Yoshikoder deals with plain text documents. If you have documents in other formats, e.g. Word, or PDF you should convert them first. (See 'Converting to plain text' below).

When you add documents to a project, e.g. using Documents>Add Documents their names appear in the documents list. Note that when you add a document to a project you are only adding a reference to it. This has two implications:

First, if you close the application and then move or delete the original document, Yoshikoder will not be able to find it again when it re-opens. If that happens you should remove the dangling reference from the document list and re-add the document from its new location.

Second, when you remove a document from the Yoshikoder you do not affect the original file. It is still there in your filesystem.

To remove documents from a project, selectthem and use Documents>Remove Documents

You can also export a copy of any document in one of two Unicode formats using the Documents>Export menu item.

Documents have a location in the file system; a title, by which they are known within a project; an encoding, which records what character set the document file uses; and a locale, which indicates what language the document is in. These are set to default values specified in the Preferences when documents are added, but can be altered later using Documents>Edit Document.

Note that altering the file encoding is not recommended unless the current one has generated nonsense in the text window. Altering the locale will have little if any effect on tokenisation in Western languages.

Converting to plain text

Most applications will allow you to 'save as' text. If you have a lot of documents it may be easier to use a tool to convert them in one go. The YKConverter might be useful for this.

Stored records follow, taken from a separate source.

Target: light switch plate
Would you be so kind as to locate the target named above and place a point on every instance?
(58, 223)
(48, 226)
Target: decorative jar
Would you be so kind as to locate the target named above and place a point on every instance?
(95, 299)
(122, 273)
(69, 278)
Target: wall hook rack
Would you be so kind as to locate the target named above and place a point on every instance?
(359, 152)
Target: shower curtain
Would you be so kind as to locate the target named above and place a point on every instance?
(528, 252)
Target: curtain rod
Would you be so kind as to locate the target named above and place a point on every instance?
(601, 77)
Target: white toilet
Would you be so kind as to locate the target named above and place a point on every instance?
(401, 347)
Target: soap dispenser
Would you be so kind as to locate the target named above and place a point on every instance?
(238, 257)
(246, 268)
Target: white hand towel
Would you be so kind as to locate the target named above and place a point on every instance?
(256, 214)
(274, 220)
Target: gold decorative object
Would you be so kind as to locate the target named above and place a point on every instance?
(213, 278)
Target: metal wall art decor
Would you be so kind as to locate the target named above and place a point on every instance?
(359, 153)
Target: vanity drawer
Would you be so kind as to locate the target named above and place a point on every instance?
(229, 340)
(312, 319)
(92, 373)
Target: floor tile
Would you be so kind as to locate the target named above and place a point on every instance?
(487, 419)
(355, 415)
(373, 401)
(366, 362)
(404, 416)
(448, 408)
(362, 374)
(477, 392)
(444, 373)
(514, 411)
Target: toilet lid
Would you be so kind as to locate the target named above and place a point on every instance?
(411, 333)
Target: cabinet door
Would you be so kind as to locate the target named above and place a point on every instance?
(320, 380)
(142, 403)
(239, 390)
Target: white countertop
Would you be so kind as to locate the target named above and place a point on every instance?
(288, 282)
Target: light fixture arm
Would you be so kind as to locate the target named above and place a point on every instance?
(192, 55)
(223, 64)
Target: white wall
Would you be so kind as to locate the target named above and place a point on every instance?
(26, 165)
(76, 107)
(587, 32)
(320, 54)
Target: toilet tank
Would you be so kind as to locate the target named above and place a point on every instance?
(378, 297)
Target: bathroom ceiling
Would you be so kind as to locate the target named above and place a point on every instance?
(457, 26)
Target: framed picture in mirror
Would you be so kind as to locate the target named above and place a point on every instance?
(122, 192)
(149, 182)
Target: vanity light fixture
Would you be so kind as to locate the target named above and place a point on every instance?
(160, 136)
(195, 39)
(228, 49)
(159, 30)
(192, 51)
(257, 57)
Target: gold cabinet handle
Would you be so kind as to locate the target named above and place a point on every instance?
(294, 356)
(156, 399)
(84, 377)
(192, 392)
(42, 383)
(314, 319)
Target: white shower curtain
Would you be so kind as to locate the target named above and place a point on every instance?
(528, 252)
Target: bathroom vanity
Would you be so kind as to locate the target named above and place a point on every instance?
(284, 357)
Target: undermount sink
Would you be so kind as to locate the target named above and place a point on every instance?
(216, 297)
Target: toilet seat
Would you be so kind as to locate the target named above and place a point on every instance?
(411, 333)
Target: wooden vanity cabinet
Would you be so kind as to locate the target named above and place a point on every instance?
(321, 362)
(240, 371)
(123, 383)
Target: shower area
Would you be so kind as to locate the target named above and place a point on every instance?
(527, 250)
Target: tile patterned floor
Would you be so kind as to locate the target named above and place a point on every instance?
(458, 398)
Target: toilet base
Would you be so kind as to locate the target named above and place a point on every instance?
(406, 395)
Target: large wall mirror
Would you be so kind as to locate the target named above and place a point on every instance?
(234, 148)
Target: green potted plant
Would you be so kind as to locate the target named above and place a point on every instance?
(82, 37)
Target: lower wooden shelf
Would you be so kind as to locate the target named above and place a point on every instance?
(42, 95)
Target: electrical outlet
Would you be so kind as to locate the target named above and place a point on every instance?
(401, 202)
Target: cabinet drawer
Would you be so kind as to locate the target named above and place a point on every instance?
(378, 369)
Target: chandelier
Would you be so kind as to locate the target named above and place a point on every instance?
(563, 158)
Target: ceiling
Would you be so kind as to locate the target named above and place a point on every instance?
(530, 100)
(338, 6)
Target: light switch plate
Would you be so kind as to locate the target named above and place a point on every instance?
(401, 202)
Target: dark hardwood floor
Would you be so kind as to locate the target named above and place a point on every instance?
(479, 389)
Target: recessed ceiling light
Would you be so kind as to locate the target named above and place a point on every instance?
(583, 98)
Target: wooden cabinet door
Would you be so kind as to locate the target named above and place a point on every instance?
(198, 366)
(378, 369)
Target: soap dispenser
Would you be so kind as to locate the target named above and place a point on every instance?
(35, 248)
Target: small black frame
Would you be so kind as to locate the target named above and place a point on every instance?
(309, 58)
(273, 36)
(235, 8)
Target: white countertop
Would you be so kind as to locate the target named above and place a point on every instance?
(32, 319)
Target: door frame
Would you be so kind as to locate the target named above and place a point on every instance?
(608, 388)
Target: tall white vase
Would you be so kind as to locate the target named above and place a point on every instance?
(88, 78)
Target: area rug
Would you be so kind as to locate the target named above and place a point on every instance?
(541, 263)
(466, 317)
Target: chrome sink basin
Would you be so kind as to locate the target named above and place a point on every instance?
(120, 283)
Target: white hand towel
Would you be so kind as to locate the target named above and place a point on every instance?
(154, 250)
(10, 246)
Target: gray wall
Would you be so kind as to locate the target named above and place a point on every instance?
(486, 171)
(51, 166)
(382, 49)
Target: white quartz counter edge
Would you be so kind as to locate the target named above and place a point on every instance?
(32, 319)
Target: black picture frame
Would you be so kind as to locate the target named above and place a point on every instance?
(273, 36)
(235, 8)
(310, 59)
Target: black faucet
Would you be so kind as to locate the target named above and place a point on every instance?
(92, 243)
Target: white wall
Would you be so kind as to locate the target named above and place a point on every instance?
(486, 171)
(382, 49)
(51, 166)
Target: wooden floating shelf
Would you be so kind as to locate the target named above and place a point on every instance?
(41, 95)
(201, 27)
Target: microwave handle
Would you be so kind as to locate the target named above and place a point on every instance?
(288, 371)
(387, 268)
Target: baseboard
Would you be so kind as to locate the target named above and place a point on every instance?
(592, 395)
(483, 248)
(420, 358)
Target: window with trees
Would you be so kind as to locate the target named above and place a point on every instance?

If, after conversion to plain text you find strange looking characters in your documents when you add them this is a sign that Yoshikoder's expected encoding (sometimes called 'character set') is not same as the document's encoding. If this happens you should determine the documents' encoding, set the Yoshikoder's default encoding appropriately in the Preferences, and re-add the documents.

Batch conversion

Alternatively you can convert the documents into the Yoshikoder's default encoding before adding them (provided you are confident that it will be able to represent all the characters in the documents) The Reencoder might be helpful for this.